Saturday, August 13, 2011

A bit of randomness

A colleague of mine asked a question that seemed trivial, but then it revealed interesting layers of complexity: how would you build an algorithm for a random number in any integer interval assuming that you already have a function that returns a random binary bit? The distribution of the bit is perfectly random and so it should be that of your function.

My first attempt was to divide the interval in two, then choose the first or second half based on the random bit function. This worked perfectly for intervals of even length, but there were issues with odd sized intervals. Let's take the most basic version there is: we want a random number between 7 and 9. The interval has a size of 3, which is not divisible by 2.

One solution is to split it in half anyway, ignoring one number, then use the random bit function one more time to determine in which half the remaining number should be added.
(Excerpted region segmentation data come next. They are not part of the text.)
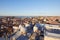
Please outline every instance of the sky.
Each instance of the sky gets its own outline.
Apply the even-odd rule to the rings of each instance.
[[[0,16],[60,16],[60,0],[0,0]]]

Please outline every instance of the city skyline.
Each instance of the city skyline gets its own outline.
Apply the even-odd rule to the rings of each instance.
[[[0,16],[60,16],[60,0],[0,0]]]

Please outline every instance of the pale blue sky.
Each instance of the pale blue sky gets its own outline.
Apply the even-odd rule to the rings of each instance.
[[[60,0],[0,0],[1,16],[60,16]]]

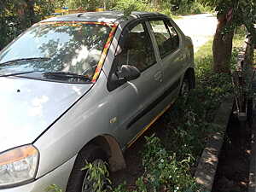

For example the random bit yields 1, so we add the odd number to the second half: 7,8,9 -> 7 and 8,9 . Now the random bit is 0, thus choosing the first half, which is 7. This sounds good enough, let's see how this works:

Possible random bit results:
  • 0 (7,8|9)
    • 0 (7|8)
      • 0 (=7)
      • 1 (=8)
    • 1 (=9)
  • 1 (7|8,9)
    • 0 (=7)
    • 1 (8|9)
      • 0 (=8)
      • 1 (=9)

The interesting part is coming when deciding (pun not intended) what type of probability we would consider. From the tree above, if we take the terminal leafs and count them, there are exactly 6. Each of the numbers in the interval appear exactly twice. There is a perfectly balanced probability that a number will appear in the leaf nodes. But if we decide that each random bit run divides the total probability by two, then we have a 50% chance for 0 or 1 and thus the probability that 7 would be chosen is 1/4 + 1/8 (3/8), the same for 9, but then 8 would have a 2/8 probability to be chosen, so not so perfect.

What is the correct way to compute it? As I see it, the terminal graph leaf way is the external method, the algorithm can end in just 6 possible states and an external observer would not care about the inner workings of the algorithm; the second is an internal view of the use of the "coin toss" function inside the algorithm. The methods could be reconciled by continuing the algorithm even when the function has terminated, until all the possible paths have the same length, something akin to splitting 7 in two 7 nodes, for example, so that the probability would be computed between all the 2 to the power of the maximum tree height options. If the random bit yielded 0, then 0, we still toss the coin to get 000 and 001; now there are 8 terminal nodes and they are divided in 3,2,3 nodes per numbers in the interval. But if we force this method, then we will never get a result. No power of two can be equally divided by 3.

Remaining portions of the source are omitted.